Model T Fords Built in Canada Part 1

Ford initially contracted with a company known as the Walkerville Wagon Works in 1904 to accomplish assembly of 1904 Ford AC vehicles in Canada, necessary to avoid taxes on imported vehicles. Ford ultimately purchased Walkerville Wagon Works and built a huge manufacturing complex on the site in order to carry out full scale manufacturing of the entire vehicles.

Ford was the world’s leading manufacturer of automobiles by the time the Model T began production near the end of 1908. Early in the history of Ford Motor Company a Canadian businessman, Gordon McGregor, wanted to invest in the Ford Motor Company. McGregor was the owner of the Walkerville Wagon Works located on a large parcel of land on the south shore of the Detroit River. Most of us think of Canada as being North of the USA. In fact Walkerville (known as Windsor today) was entirely south of Detroit, with the Detroit river separating downtown Detroit from what was then a tiny Canadian town.

Ford of Canada was set up as a sister company to Ford Motor Company in the USA. Initially Henry Ford owned a little more than 10 percent of Ford of Canada. Other investors, including McGregor, owned the rest. Ford of Canada was given the task of supplying Ford vehicles to the world excluding the USA, Britain, and Ireland. This started with Walkerville producing around 100 Model AC cars in 1904 built from parts manufactured at Ford vendors in the USA as Ford did not manufacture anything in those days, Ford designed and assembled cars.

An aerial view of the Ford Walkerville complex in the 1930’s.

By the time Model T production began at Walkerville most parts of the car, excluding the engine and transmission parts were being made in Canada, either by vendors or at the Walkerville Ford plant. A town grew up around the plant known as Ford City.

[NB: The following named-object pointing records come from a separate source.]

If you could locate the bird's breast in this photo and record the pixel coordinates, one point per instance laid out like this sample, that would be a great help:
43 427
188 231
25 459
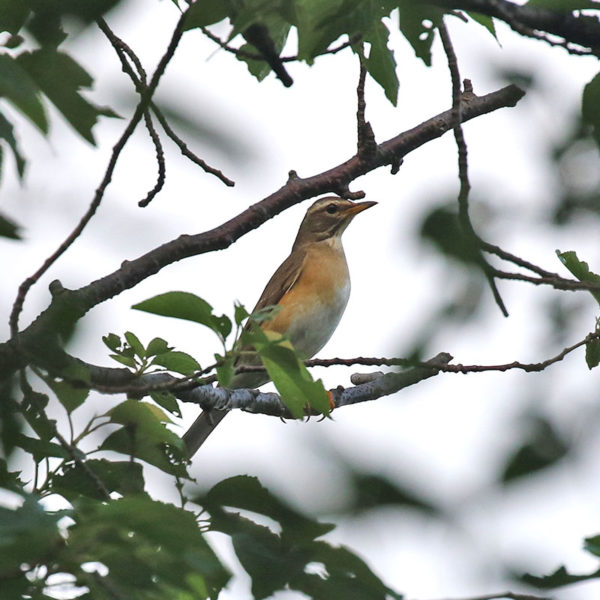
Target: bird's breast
311 310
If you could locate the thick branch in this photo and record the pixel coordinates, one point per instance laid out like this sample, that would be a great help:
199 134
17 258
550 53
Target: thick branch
73 304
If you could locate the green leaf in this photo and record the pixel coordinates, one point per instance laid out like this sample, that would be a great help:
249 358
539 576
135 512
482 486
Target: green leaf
112 341
247 493
565 5
592 353
183 305
13 15
485 21
292 379
150 549
381 64
135 343
589 106
124 360
180 362
9 229
420 36
70 397
40 449
580 269
167 401
61 79
207 12
7 134
558 578
157 346
19 88
123 477
145 436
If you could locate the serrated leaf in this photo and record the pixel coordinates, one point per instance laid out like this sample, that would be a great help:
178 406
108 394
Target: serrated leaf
124 477
413 15
177 361
207 12
589 106
157 346
135 343
580 269
592 353
167 401
61 79
381 64
7 134
186 306
112 341
69 396
17 86
128 361
485 21
9 229
292 379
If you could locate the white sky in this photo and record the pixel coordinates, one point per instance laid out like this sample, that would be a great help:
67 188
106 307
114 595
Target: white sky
449 435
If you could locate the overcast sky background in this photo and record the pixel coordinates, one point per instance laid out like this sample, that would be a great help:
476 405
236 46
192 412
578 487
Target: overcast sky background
449 435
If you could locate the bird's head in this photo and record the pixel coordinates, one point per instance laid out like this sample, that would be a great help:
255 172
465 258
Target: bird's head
328 218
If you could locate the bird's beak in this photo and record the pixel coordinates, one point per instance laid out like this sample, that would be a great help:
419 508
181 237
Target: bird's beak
359 207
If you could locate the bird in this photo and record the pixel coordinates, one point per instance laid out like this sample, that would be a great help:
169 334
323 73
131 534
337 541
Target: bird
310 289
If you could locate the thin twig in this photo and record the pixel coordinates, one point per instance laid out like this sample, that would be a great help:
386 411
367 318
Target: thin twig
463 164
101 189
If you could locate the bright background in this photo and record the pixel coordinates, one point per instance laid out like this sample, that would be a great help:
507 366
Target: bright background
447 437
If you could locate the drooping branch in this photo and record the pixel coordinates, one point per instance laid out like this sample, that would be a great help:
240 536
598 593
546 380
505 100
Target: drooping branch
579 29
71 305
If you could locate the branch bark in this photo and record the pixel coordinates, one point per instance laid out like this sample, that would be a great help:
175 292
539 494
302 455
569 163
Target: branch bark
71 305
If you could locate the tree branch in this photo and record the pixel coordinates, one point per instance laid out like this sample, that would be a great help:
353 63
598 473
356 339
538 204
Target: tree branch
71 305
580 29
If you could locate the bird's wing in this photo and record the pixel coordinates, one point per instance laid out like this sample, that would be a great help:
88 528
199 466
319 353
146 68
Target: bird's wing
283 279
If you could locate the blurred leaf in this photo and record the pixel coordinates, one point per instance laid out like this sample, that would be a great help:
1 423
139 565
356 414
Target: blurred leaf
247 493
183 305
157 346
485 21
564 5
135 343
373 491
145 436
61 79
167 401
206 13
542 449
112 341
418 24
17 86
381 64
590 106
180 362
291 378
124 477
592 353
279 561
580 269
41 449
70 397
150 550
28 534
8 228
558 578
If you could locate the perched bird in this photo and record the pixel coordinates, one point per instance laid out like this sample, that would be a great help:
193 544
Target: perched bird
311 289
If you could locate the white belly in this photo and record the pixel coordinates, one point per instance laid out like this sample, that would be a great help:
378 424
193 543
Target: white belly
312 330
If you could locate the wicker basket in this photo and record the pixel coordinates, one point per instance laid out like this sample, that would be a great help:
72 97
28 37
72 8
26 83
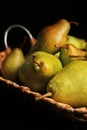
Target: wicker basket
60 109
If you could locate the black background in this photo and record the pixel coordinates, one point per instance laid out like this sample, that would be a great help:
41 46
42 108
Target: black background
16 113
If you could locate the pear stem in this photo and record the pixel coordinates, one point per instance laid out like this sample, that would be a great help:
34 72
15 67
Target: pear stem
35 61
48 94
74 22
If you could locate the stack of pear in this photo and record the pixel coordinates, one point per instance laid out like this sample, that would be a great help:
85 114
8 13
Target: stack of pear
69 85
69 52
78 42
38 68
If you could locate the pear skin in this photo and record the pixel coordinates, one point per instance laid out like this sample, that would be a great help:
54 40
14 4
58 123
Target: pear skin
69 85
78 42
38 69
12 63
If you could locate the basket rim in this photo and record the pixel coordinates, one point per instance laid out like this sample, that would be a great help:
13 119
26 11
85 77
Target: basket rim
62 109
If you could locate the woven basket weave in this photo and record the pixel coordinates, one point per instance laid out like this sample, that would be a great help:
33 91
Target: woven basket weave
61 109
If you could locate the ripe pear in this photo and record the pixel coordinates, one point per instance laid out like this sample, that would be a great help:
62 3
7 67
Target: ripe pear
69 85
70 52
38 69
78 42
12 63
52 35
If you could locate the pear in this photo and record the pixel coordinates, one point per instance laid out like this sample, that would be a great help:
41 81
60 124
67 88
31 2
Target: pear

Residents of Walkerville voted to change the name of the city to Windsor in 1934. Not everyone agreed.
A 1909 Model T Ford in the Canadian Automotive Museum. The windshield was an accessory available either from Ford of Canada or from various sources in the era. Canadian Model T’s would standardize on 30 X 3 1/2″ tires on all four wheels by 1910. This car is equipped with an accessory spare tire bracket which blocks the driver from entering or exiting on that side.
Canada had some provinces with cars driving on the LH side of the road while others were like the United States. Confusing! As a result some Canadian built Model T’s have RH drive like this 1911 runabout that was for sale on eBay a few years ago.
Things get crowded with RH drive but it all fits.
Fenders on early (pre – 1913) Canadian Model T’s have what is called a double bead. Very distinctive and not reproduced.
Street scene in Vancouver showing a nearly new Canadian built right hand drive 1912 touring parked behind another early teens car – Huppmobile maybe?
Beginning with 1913 model year the Canadian built Model T Fords had serial numbers beginning with C. Prior to this serial numbers were assigned in batches to Canadian production by Ford in Highland Park Michigan .
Patterns for engine castings were made at Highland Park. The “Made in USA” logo was deleted from patterns sent to Canada so that the castings (made in Canada) had a faint rectangle showing where the word plate had been removed. This is a 1914 Canadian engine that someone decided to paint in a lovely earth tone. Originally Canadian engines were painted black just like the ones sold in the rest of the world.
Canadian Model T bodies have doors on both sides to accommodate the steering column position confusion. This is a 1913 runabout.
Not many Canadian town cars were built. 1917 was the final year for town car production in both Canada and the USA.
Canadian prices were higher than the same car in the USA. These prices are in Canadian dollars.
Ford was still the most popular car in the world when this advertisement was made in 1919.
Canadian Model T Ford bodies evolved differently than the cars built in the USA. Here is a group of new 1921 tourings shown in a Vancouver Island warehouse. Notice the different slanted windshields and different rear windows compared to USA built Fords of the same year.
Another 1921 – 23 Canadian Model T Ford touring.
Then as now it’s hard to get the kids to look the right way for pictures. This young family has two Model T’s in the driveway, an early 1920’s Canadian touring and a closed car.
Model T Fords built in Canada were exported to many countries around the world both as complete cars and as parts to be assembled in Ford of Canada owned assembly plants. This early 1920’s Canadian touring was sold new in Sweden. Notice the nickel plated radiator shell and headlight rims – these options were not available on USA built Fords at that time.